"La serata è quella delle grandi occasioni", penso mentre mi avvicino al locale osservando le numerose persone giunte anche da lontano coi pullman per ammirare una delle stelle del firmamento black metal, i Satyricon.
Fuori dal Transilvania Live di Milano si respira davvero un'aria frizzante... la tensione e l'emozione della gente è quasi palpabile. Le magliette dei ragazzi, i cori e le voci sono tutte per il gruppo di Satyr, uno dei più apprezzati nonostante gli ultimi, discutibili, due lavori. Anche dentro alla sala, tra una birra e un'altra, il pubblico è in fremente attesa.
Con notevole ritardo salgono sul palco i Khold, la band norvegese in assoluto più sopravvalutata. Il loro black è fatto di mid-tempo tutti uguali che non riescono a scaldare la platea con l'eccezione di un paio di fan nelle prime file... oltretutto caliamo davvero il silenzio sulla pessima immagine del gruppo e sullo scarso coinvolgimento che la loro esibizione è riuscita a trasmettere.

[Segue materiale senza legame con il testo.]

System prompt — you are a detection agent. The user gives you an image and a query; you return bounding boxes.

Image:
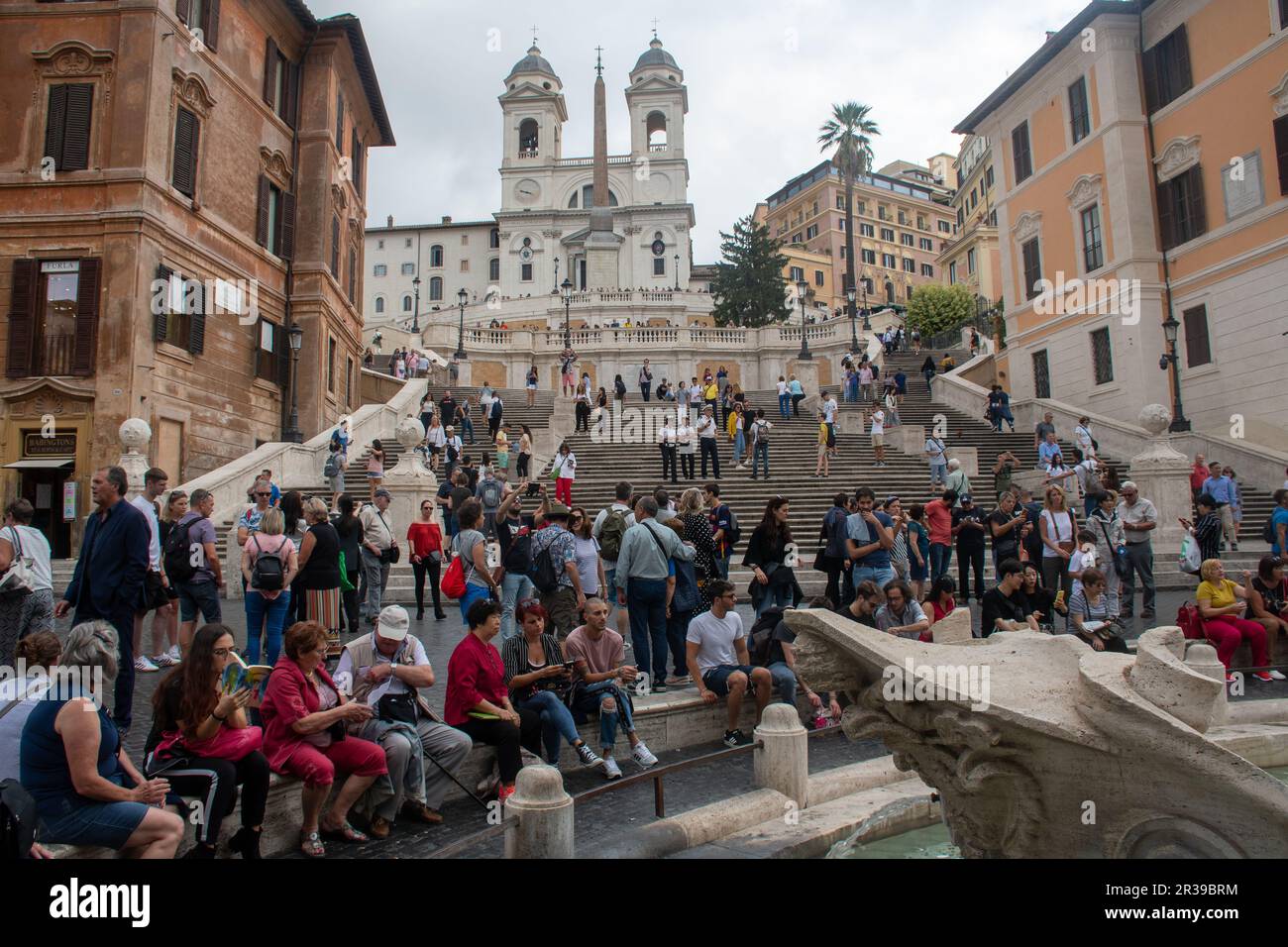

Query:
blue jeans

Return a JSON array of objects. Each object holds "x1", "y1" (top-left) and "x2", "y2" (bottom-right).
[
  {"x1": 769, "y1": 661, "x2": 796, "y2": 707},
  {"x1": 626, "y1": 579, "x2": 667, "y2": 685},
  {"x1": 930, "y1": 543, "x2": 953, "y2": 582},
  {"x1": 460, "y1": 582, "x2": 490, "y2": 627},
  {"x1": 515, "y1": 690, "x2": 581, "y2": 767},
  {"x1": 246, "y1": 588, "x2": 291, "y2": 665},
  {"x1": 501, "y1": 573, "x2": 537, "y2": 642}
]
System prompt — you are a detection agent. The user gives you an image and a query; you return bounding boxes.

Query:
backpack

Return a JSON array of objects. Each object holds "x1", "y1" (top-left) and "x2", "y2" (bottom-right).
[
  {"x1": 162, "y1": 519, "x2": 201, "y2": 582},
  {"x1": 250, "y1": 533, "x2": 286, "y2": 591},
  {"x1": 599, "y1": 507, "x2": 626, "y2": 562},
  {"x1": 747, "y1": 607, "x2": 783, "y2": 668}
]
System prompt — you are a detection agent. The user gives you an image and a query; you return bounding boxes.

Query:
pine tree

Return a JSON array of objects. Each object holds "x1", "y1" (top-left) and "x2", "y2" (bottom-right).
[{"x1": 711, "y1": 215, "x2": 791, "y2": 329}]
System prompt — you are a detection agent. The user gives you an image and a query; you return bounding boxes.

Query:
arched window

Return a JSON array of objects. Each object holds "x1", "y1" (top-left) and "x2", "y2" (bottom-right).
[
  {"x1": 519, "y1": 119, "x2": 541, "y2": 158},
  {"x1": 644, "y1": 112, "x2": 666, "y2": 151}
]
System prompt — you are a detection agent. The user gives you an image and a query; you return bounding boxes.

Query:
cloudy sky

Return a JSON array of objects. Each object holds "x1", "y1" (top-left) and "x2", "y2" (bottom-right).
[{"x1": 308, "y1": 0, "x2": 1085, "y2": 263}]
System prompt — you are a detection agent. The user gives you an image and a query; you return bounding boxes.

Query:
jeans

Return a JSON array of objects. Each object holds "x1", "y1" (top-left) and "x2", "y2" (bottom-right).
[
  {"x1": 246, "y1": 588, "x2": 291, "y2": 665},
  {"x1": 362, "y1": 546, "x2": 389, "y2": 618},
  {"x1": 1111, "y1": 540, "x2": 1154, "y2": 614},
  {"x1": 930, "y1": 543, "x2": 953, "y2": 582},
  {"x1": 626, "y1": 579, "x2": 667, "y2": 684},
  {"x1": 501, "y1": 573, "x2": 537, "y2": 642},
  {"x1": 515, "y1": 690, "x2": 581, "y2": 767},
  {"x1": 768, "y1": 661, "x2": 796, "y2": 707}
]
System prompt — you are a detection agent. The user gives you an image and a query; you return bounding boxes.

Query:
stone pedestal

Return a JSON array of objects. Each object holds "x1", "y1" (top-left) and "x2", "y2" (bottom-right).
[
  {"x1": 1130, "y1": 404, "x2": 1194, "y2": 553},
  {"x1": 755, "y1": 703, "x2": 808, "y2": 809},
  {"x1": 505, "y1": 764, "x2": 574, "y2": 858},
  {"x1": 117, "y1": 417, "x2": 152, "y2": 496}
]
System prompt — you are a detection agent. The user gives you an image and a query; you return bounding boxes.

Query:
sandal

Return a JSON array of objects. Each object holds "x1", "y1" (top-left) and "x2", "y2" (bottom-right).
[
  {"x1": 318, "y1": 822, "x2": 371, "y2": 843},
  {"x1": 300, "y1": 832, "x2": 326, "y2": 858}
]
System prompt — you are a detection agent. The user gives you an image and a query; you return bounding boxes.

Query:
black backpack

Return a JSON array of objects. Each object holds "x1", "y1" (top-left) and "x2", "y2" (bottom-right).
[
  {"x1": 250, "y1": 536, "x2": 286, "y2": 591},
  {"x1": 162, "y1": 519, "x2": 201, "y2": 582}
]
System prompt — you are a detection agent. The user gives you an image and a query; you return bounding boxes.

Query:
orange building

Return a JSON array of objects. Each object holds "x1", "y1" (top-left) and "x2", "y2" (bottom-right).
[
  {"x1": 957, "y1": 0, "x2": 1288, "y2": 449},
  {"x1": 0, "y1": 0, "x2": 393, "y2": 556}
]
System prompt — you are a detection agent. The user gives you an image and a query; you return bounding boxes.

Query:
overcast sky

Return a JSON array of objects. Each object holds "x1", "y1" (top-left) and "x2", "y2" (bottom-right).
[{"x1": 308, "y1": 0, "x2": 1086, "y2": 263}]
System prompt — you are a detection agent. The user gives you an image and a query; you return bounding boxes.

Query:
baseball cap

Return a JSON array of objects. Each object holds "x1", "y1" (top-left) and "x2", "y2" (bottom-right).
[{"x1": 376, "y1": 605, "x2": 409, "y2": 642}]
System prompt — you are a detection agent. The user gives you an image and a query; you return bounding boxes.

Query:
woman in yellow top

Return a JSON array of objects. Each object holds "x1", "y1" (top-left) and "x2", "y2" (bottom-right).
[
  {"x1": 814, "y1": 415, "x2": 832, "y2": 476},
  {"x1": 1195, "y1": 559, "x2": 1283, "y2": 682}
]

Approfittando di un'altra pausa decido di fare una visita al bagno del Transilvania, e proprio mentre testo l'ergonomicità del pisciatoio a muro sento l'inconfondibile voce di Satyr presentare l'esibizione con un paio di parole prima di lasciare posto alla musica. Corro fuori e mi sistemo abbastanza vicino al palco, notando con piacere che l'apertura del concerto è lasciata al classico "The Night Of The Triumphator", pur eseguita con un sound un pelino troppo moderno che mal mi fa presagire per la prosecuzione del live.

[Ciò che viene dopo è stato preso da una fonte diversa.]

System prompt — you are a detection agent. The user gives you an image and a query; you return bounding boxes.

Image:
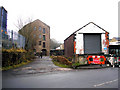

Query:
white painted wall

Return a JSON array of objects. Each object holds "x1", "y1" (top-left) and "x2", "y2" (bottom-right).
[
  {"x1": 75, "y1": 23, "x2": 108, "y2": 54},
  {"x1": 101, "y1": 34, "x2": 108, "y2": 54},
  {"x1": 75, "y1": 33, "x2": 84, "y2": 54}
]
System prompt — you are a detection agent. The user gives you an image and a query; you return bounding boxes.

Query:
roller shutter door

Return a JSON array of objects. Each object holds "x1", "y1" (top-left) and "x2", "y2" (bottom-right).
[{"x1": 84, "y1": 34, "x2": 101, "y2": 54}]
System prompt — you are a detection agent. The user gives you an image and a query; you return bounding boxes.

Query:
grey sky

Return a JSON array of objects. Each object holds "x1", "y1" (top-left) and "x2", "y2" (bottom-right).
[{"x1": 0, "y1": 0, "x2": 119, "y2": 42}]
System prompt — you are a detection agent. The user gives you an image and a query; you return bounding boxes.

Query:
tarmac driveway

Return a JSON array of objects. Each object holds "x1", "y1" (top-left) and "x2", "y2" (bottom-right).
[{"x1": 3, "y1": 56, "x2": 73, "y2": 76}]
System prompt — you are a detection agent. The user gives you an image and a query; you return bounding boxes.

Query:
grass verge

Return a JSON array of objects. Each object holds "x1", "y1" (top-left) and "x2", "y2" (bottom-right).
[{"x1": 0, "y1": 60, "x2": 33, "y2": 71}]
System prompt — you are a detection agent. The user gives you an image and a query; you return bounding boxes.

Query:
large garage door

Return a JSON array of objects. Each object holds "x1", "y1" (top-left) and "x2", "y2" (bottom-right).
[{"x1": 84, "y1": 34, "x2": 101, "y2": 54}]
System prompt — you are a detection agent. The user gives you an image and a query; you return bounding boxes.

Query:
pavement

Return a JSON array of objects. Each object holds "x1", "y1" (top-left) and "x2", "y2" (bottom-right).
[
  {"x1": 3, "y1": 56, "x2": 109, "y2": 75},
  {"x1": 3, "y1": 56, "x2": 73, "y2": 76},
  {"x1": 2, "y1": 57, "x2": 118, "y2": 88}
]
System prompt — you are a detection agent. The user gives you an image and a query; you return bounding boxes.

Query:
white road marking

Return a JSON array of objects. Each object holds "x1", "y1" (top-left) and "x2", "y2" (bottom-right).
[{"x1": 93, "y1": 79, "x2": 118, "y2": 87}]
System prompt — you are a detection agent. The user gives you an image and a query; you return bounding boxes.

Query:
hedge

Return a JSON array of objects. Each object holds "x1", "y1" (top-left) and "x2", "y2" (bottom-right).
[{"x1": 2, "y1": 48, "x2": 34, "y2": 67}]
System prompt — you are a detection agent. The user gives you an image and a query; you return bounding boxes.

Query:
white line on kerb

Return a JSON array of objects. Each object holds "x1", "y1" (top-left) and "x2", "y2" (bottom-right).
[{"x1": 94, "y1": 79, "x2": 118, "y2": 87}]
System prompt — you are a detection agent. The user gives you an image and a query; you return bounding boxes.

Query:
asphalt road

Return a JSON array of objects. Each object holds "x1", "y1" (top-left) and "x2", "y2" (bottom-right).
[{"x1": 2, "y1": 56, "x2": 118, "y2": 88}]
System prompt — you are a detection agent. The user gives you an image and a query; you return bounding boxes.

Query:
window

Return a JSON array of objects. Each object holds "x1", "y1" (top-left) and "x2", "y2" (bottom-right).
[
  {"x1": 39, "y1": 35, "x2": 41, "y2": 38},
  {"x1": 34, "y1": 27, "x2": 36, "y2": 30},
  {"x1": 34, "y1": 34, "x2": 36, "y2": 38},
  {"x1": 43, "y1": 42, "x2": 45, "y2": 48},
  {"x1": 39, "y1": 26, "x2": 41, "y2": 31},
  {"x1": 43, "y1": 28, "x2": 45, "y2": 34},
  {"x1": 43, "y1": 35, "x2": 46, "y2": 41},
  {"x1": 39, "y1": 41, "x2": 41, "y2": 45}
]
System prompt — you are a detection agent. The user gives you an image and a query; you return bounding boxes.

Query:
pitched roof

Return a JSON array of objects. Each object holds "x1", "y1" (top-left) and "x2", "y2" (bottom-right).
[{"x1": 114, "y1": 37, "x2": 120, "y2": 41}]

I miei dubbi diventano terribili certezze qualche minuto dopo, quando Satyr presenta Angstridden, una delle canzoni accettabili dell'ultimo Volcano: aaargghhh! I norvegesi si trovano terribilmente più a loro agio in questa nuova pelle, con i riff mastodontici e gli inserti di samples industriali su cui i quattro davanti si prodigano in un headbanging che trasmette energia ai ragazzi proprio lì sotto. Sulla voce di Satyr niente da dire, è sempre meccanica e tagliente come agli esordi; il problema è che più di una persona in quel momento ha avuto l'impressione che il taglio tra le due anime dei Satyricon fosse più netto di quanto avessimo pensato.
Ancora altre delusioni con "Nemesis Divina", eseguita velocemente e distrattamente come se fosse un favore nei nostri confronti suonare un brano dell'omonimo immortale capolavoro. Ed è a questo punto che saltano tutti gli equilibri: "Repined Bastard Nation", "Filthgrinder", "Black Lava" e altri due o tre pezzi di cui non so il titolo e che soprattutto non mi voglio ricordare, sono qui a ricordarci che oggi, nel 2003, i Satyricon non sono più il gruppo che molti di noi hanno conosciuto ed amato nel 1996 con Nemesis Divina, procedendo poi a ritroso con i vecchi album e demo invece che seguire l'evoluzione della band in avanti. Tutto qui, e il gruppo non ne fa un mistero visto che dopo la quarta o quinta canzone - e la decima volta che qualcuno dal pubblico urlava "Mother North", "Hvite Kriste Dod", "The Dawn Of A New Age" - Satyr è stato categorico nel ricordare a tutti che loro hanno una scaletta da rispettare e non possono accettare i suggerimenti del pubblico.
I norvegesi sono diventati un grande gruppo rock, una superband composta da elementi validissimi tecnicamente (Frost è inumano come al solito) con una presenza scenica ottima, ma che trasmette zero emozioni, almeno per quanto mi riguarda. Meglio averlo capito subito, e meglio che se ne siano accorti altri eterni ingenui come me che hanno fissato sbigottiti tutta l'esibizione con uno sguardo a metà tra il deluso e l'incazzato, piuttosto che implorare Satyr per tutto il concerto di suonare due miseri pezzi e ritrovarsi con "Hvite Kriste Dod" e soprattuto "Mother North" stuprate da un gruppo che ormai non ha più voglia di suonarle.
Nonostante la qualità sonora non troppo esaltante, e tutti i dubbi che ho espresso sopra non posso negare che il concerto sia stato comunque interessante: purtroppo ora i Satyricon vincono i Grammy Award... e di "The Shadowthrone" o "Dark Medieval Times" non gliene frega più niente.